Sarah McLachlan
Surfacing
[Arista]
Rating: 4.2
I see you. You're there, looking at this Sarah McLachlan review. Maybe
you know Sarah's music, maybe not. Maybe you delight in the poignant
predictability that has become Sarah's career, and maybe you sneer at the
Lilith Fair and love to burn yourself with cigarettes. Maybe the crack
of your ass smells like stale sweat, or maybe it smells like roses.
Maybe you are in love with Sarah Mac, or maybe she just speaks the words
that define love for you in your world.
Sarah's been splashed all over the media for the last year or so, her
gentle, carefully coiffed face representing the progesterone- fest known
as the Lilith Fair. No more absurd, though somehow taken more seriously
than the Ozzfest, Lilith and Sarah have become as entwined as Lollapalooza
and Perry Farrell. Unfortunately, a possible result of her neverending
exposure and undoubtedly dense schedule, her recorded work is becoming,
my friends, simply boring.
Though Sarah was never considered cutting-
edge, she has contented herself with divining
tremendously poignant moments from relatively simple arrangements. This
is all well and good, and she has received well- deserved recognition for
her magnum opus, 1995's Fumbling Toward Ecstacy. But what has
she done for me lately?
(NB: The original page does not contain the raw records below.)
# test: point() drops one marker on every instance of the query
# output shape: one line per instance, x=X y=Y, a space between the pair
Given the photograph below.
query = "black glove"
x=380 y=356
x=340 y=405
Surfacing rehashes the same themes, the
same chord progressions and the same sound with utterly predictable
results, giving it the feel of a collection of Fumbling b-sides.
Most of Surfacing lacks the aforementioned emotional depth that has
been her hallmark, producing an uncomfortable void when you expect her to
come through with the gut- wrenching truth to tie up the song. I see
absolutely no reason to invest your hard- earned dough on this disc, but
you will... Oh yes, I know you will. Oh God, the pain.